Come in! Come in!
"If you are a dreamer, come in. If you are a dreamer, a wisher, a liar, a Hope-er, a Pray-er, a Magic Bean buyer; if you're a pretender, come sit by my fire. For we have some flax-golden tales to spin. Come in! Come in!" -- Shel Silverstein
Monday, March 19, 2012
Look Ma, No Covenant!
It seems many of us know this already, and maybe - just maybe - Lambeth is learning this important lesson.
The news about Rowan's early retirement and move back into Academia has reached the status of a huge yawn here in the Land of Smiles. The news of the death of the Coptic Pope has at least made the local papers. No one here really know - or much cares - about the Archbishop of Canterbury.
There's no Anglican (much less Episcopal) Church in Pattaya and the one in Bangkok - Christ Church - doesn't recognize (or pray for, either) The Episcopal Church or Canterbury as having anything to do with them.
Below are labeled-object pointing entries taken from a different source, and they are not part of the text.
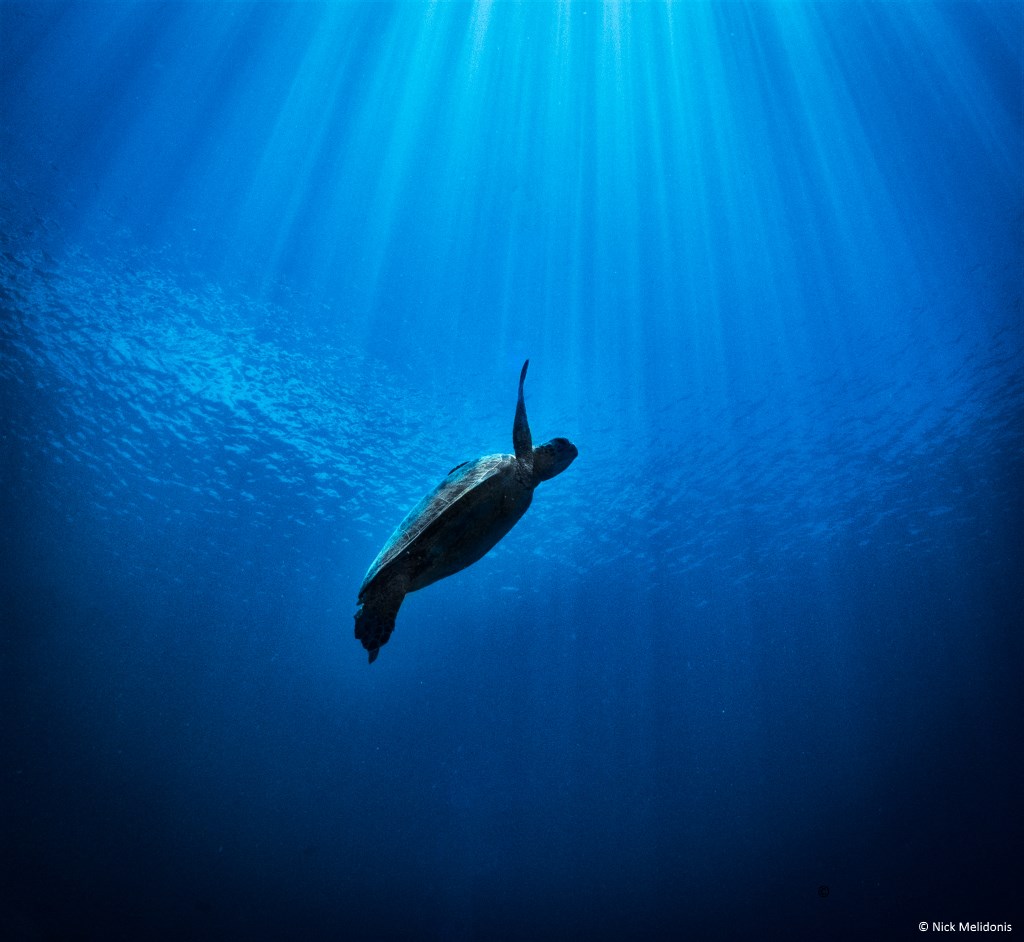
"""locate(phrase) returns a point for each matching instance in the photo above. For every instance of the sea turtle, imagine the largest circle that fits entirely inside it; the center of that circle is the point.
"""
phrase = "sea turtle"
(455, 524)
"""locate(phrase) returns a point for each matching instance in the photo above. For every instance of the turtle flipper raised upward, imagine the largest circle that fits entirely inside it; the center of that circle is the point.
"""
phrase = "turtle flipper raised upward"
(456, 524)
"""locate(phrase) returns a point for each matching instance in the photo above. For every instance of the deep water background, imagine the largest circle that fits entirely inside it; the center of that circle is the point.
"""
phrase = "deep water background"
(269, 270)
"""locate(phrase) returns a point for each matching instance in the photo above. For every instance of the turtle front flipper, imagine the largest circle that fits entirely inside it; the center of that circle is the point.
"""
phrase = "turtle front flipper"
(522, 441)
(375, 618)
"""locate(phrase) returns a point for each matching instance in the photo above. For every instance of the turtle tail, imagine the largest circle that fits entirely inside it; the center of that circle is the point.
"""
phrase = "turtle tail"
(375, 617)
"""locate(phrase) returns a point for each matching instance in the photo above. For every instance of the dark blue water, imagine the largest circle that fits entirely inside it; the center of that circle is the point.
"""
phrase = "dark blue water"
(749, 669)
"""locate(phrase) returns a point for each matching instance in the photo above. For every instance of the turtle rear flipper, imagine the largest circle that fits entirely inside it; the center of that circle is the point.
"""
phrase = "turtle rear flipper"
(375, 617)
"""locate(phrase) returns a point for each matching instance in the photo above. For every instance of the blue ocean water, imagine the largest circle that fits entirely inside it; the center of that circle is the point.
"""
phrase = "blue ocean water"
(749, 669)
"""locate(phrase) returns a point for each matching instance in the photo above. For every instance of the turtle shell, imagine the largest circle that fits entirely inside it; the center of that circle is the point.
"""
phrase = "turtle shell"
(460, 494)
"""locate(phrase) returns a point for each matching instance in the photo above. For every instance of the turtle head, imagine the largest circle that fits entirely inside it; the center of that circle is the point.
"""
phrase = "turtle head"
(552, 458)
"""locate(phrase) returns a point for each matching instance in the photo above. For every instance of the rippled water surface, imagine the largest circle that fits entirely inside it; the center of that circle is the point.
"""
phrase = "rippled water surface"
(748, 668)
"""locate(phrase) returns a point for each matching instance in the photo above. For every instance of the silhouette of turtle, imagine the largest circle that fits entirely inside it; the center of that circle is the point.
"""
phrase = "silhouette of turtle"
(456, 524)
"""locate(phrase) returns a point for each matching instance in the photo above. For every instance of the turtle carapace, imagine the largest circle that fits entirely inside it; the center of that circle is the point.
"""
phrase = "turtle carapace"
(456, 524)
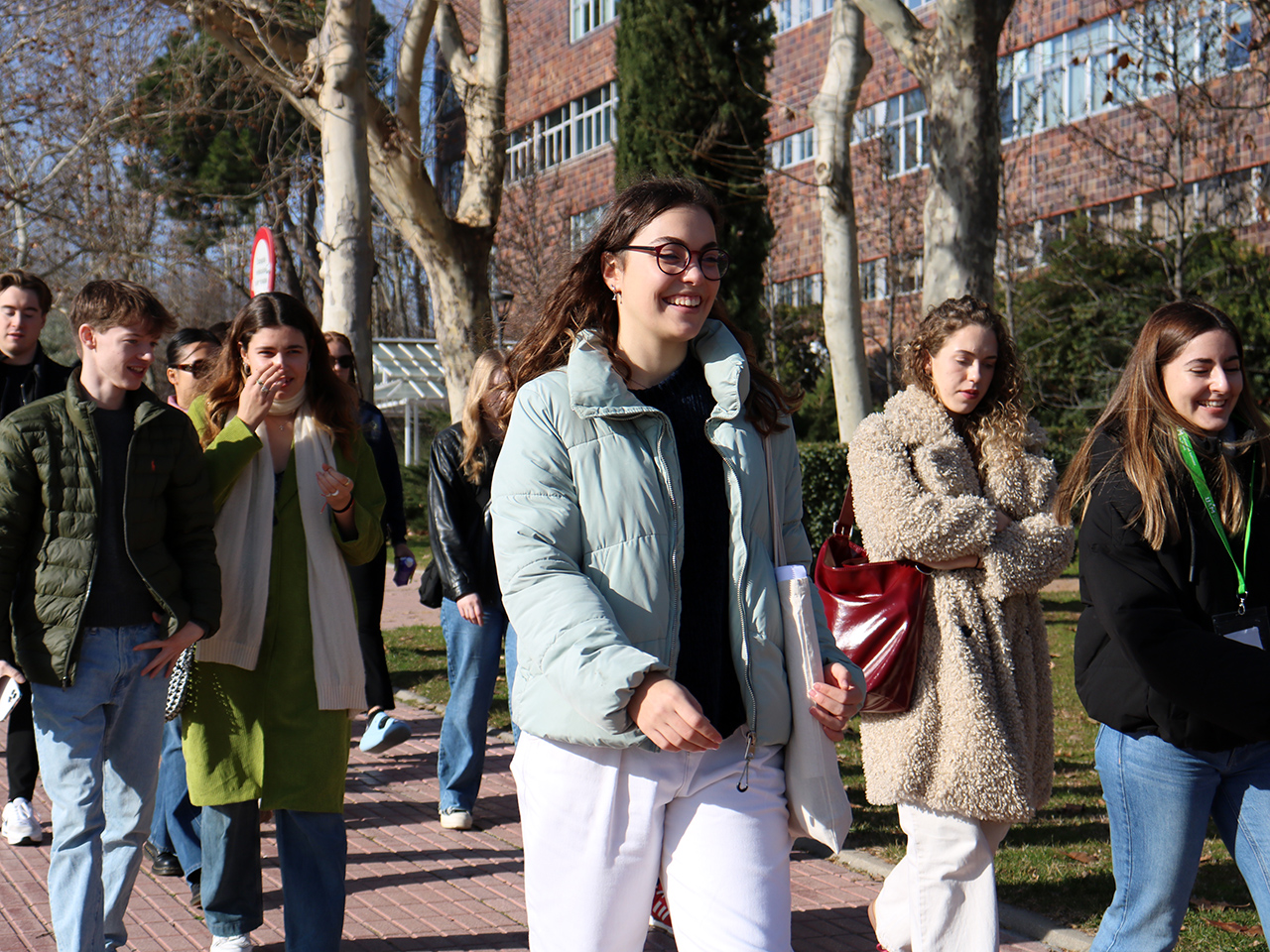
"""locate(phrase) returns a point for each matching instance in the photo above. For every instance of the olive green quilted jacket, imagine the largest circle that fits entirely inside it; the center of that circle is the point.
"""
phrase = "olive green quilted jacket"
(49, 481)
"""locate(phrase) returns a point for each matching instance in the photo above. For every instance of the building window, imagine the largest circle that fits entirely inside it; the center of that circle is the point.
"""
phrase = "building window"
(451, 185)
(572, 130)
(793, 150)
(587, 16)
(905, 132)
(789, 14)
(873, 280)
(1088, 68)
(807, 291)
(583, 225)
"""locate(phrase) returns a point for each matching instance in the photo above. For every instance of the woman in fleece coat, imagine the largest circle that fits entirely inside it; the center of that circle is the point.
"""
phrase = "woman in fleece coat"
(951, 475)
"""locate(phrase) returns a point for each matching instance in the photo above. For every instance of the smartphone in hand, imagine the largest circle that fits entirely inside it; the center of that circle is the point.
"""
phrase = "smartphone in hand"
(404, 566)
(9, 694)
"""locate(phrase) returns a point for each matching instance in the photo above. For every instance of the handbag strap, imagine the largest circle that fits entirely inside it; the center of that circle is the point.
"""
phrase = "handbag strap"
(778, 536)
(847, 517)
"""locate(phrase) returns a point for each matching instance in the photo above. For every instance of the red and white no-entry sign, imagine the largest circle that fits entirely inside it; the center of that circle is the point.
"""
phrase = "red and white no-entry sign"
(262, 262)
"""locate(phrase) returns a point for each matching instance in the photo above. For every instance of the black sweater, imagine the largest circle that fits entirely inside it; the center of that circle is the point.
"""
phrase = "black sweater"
(1146, 655)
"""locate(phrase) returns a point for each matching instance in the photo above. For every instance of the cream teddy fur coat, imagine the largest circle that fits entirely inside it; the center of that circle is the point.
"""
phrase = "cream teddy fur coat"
(978, 740)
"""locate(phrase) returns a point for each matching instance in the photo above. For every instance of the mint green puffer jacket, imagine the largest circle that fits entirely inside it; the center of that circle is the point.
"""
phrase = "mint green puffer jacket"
(587, 515)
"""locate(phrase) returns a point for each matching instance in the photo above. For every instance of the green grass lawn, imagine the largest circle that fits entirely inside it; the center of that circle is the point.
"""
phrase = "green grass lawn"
(1060, 865)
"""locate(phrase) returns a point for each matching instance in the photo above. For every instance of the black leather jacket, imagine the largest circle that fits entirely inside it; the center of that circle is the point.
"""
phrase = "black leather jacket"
(46, 377)
(458, 521)
(1146, 655)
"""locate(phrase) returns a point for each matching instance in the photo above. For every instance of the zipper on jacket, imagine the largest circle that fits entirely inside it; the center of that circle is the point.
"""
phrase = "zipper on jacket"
(87, 590)
(751, 744)
(677, 594)
(744, 645)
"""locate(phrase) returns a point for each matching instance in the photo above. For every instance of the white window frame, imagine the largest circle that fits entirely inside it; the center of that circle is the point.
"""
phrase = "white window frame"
(793, 150)
(1065, 79)
(572, 130)
(581, 225)
(789, 14)
(588, 16)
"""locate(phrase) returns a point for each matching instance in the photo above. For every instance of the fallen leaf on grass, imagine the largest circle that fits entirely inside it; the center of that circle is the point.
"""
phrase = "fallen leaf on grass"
(1216, 904)
(1234, 927)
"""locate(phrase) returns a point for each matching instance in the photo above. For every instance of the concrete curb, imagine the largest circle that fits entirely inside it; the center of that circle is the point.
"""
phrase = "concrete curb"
(1020, 920)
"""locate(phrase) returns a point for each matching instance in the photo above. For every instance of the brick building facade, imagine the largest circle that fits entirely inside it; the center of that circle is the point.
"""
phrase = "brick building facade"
(1065, 102)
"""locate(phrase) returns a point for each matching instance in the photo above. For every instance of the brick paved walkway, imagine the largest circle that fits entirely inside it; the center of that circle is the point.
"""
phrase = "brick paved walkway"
(413, 887)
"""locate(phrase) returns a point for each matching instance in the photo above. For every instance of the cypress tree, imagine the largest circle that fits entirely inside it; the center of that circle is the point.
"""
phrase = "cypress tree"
(693, 82)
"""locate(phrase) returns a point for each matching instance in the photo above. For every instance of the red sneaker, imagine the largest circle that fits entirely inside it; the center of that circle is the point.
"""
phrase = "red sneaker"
(659, 916)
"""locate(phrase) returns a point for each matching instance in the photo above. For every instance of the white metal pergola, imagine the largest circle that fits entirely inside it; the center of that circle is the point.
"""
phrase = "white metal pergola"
(408, 376)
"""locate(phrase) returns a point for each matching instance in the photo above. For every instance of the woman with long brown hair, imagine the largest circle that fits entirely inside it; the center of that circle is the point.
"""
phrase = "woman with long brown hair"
(952, 475)
(267, 725)
(635, 549)
(382, 730)
(1171, 647)
(460, 472)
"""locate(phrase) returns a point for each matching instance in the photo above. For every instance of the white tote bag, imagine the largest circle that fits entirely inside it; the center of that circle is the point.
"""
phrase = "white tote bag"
(818, 805)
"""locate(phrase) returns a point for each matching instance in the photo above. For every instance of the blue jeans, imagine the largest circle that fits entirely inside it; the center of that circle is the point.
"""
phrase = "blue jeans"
(1159, 801)
(99, 744)
(471, 660)
(313, 855)
(176, 828)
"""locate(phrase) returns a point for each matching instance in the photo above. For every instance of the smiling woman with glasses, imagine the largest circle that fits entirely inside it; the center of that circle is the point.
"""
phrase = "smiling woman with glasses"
(675, 258)
(382, 730)
(635, 557)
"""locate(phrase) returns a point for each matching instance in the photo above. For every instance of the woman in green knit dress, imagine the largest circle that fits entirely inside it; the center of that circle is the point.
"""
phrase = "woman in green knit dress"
(268, 721)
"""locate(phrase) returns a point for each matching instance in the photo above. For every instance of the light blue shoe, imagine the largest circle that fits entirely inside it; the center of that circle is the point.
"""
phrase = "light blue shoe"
(384, 731)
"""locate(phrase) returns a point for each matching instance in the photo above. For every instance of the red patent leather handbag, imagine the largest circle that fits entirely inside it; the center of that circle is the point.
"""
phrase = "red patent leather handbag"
(875, 611)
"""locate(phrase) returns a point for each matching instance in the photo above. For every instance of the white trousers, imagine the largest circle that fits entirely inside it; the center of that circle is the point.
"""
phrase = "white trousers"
(943, 895)
(599, 825)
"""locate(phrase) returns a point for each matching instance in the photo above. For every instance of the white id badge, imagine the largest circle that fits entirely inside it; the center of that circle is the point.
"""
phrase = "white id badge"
(1246, 629)
(9, 696)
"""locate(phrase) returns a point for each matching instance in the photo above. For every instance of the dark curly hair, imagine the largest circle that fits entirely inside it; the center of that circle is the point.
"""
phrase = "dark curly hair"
(583, 301)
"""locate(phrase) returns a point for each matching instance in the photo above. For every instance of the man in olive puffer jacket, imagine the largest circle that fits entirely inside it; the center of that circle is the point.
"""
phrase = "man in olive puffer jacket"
(107, 572)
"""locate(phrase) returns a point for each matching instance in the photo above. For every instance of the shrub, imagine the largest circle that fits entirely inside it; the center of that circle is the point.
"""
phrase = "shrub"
(825, 481)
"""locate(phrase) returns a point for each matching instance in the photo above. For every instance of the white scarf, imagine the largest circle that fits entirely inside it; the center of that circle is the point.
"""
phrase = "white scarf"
(244, 546)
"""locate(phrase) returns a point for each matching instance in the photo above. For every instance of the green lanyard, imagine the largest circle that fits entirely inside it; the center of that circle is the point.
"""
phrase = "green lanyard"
(1206, 495)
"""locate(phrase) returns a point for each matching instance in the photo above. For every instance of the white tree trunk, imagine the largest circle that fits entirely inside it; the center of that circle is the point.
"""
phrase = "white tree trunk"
(955, 62)
(833, 112)
(452, 250)
(347, 259)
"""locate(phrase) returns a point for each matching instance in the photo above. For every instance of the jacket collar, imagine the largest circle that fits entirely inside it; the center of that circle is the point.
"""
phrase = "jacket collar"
(141, 402)
(597, 390)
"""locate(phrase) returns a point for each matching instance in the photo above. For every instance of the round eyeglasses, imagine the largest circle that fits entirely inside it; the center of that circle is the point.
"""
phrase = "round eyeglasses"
(197, 368)
(675, 258)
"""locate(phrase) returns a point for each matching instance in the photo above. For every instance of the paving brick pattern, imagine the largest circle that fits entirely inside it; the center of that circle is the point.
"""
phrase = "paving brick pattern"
(413, 887)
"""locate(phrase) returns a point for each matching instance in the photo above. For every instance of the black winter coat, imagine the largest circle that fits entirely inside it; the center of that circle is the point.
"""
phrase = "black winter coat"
(458, 520)
(1147, 658)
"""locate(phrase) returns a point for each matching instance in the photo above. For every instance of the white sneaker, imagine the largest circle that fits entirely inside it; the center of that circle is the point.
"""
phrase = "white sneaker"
(456, 820)
(21, 825)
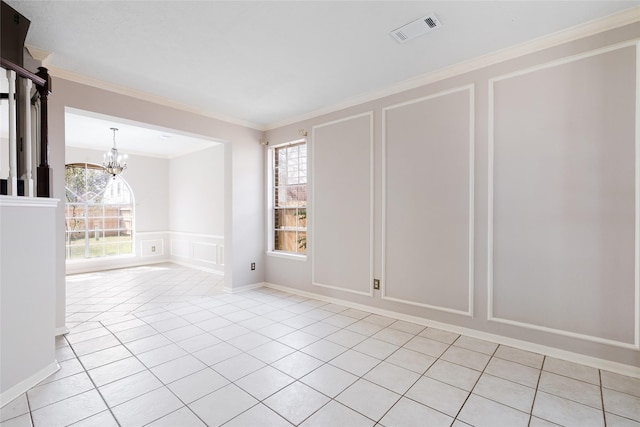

Thailand is part of the Diocese of Singapore and the Province of South East Asia. I'm told that, after the tsunami hit Phuket in 2004, representatives of The Episcopal Church came to Bangkok with a really large (in the neighborhood of $500,000 US) donation to help the recovery efforts. The good Christians at Christ Church sent them back after a few day - along with their money - saying that they didn't want to take anything that had been "tainted by homosexuality".
So, there it is, then.
From what I understand from the very few Anglicans I've met here, the rector at Christ Church is a bit....well...."odd" would be the kind thing to say I suppose.
For example, he determined this year that there would not be any distribution of ashes on Ash Wednesday. "Too Romish," he declared. And that, as they say, was that. No "Ashes to Go" - or stay - in Bangkok.
However, there will be palms on Palm Sunday and the Church Ladies will be helping the children make palm crosses again this year on Good Friday. Or, so it has been decreed by Himself+.
Rob absolutely refused to take me there the first Sunday I was here. A few years back, he went to Christ Church with one of his dear friends, also an Anglican. He was so excited by the possibility of being part of a Christian community again, he began thinking he might even make a twice a month commitment to attend and was already figuring out the pledge in his monthly budget.
He was a bit surprised that the priest did not wear vestments - not even a stole - when he presided at Eucharist and mentioned it to him at the pleasantries on the way out the door.
"No vestments, eh?" asked Rob.
The good rector pulled himself up and said, "No, and if you're expecting them, don't come back."
Rob said he got into his friend's car and cried the whole way home.
And this from a place that fancies itself "an oasis of diversity".
Ah, the love of Jesus incarnate in His priests!
Despite all that, we did meet up with an American journalist - an Episcopalian, mind you - who is living and working in Bangkok. That's a picture of us at the beginning of this post. He and his wife and daughter came down from Bangkok to visit with us. We had dinner together last night and then met up on the beach at Jomtein this morning for a bit of a late breakfast and coffee and conversation.
Actually, his wife is from Burma and is Baptist. Their daughter attends Baptist church and is very, very bright. Her English was absolutely flawless and she hopes to attend private school in USA this coming September, where she and her mother will live with relatives.
We share much in common in theological perspectives but, being Anglicans, we have our differences as well. It didn't matter. We all share the love of God as we know it incarnate in Christ Jesus. We have a common religious language to share and created our own "oasis" in the midst of The Land of Smiles.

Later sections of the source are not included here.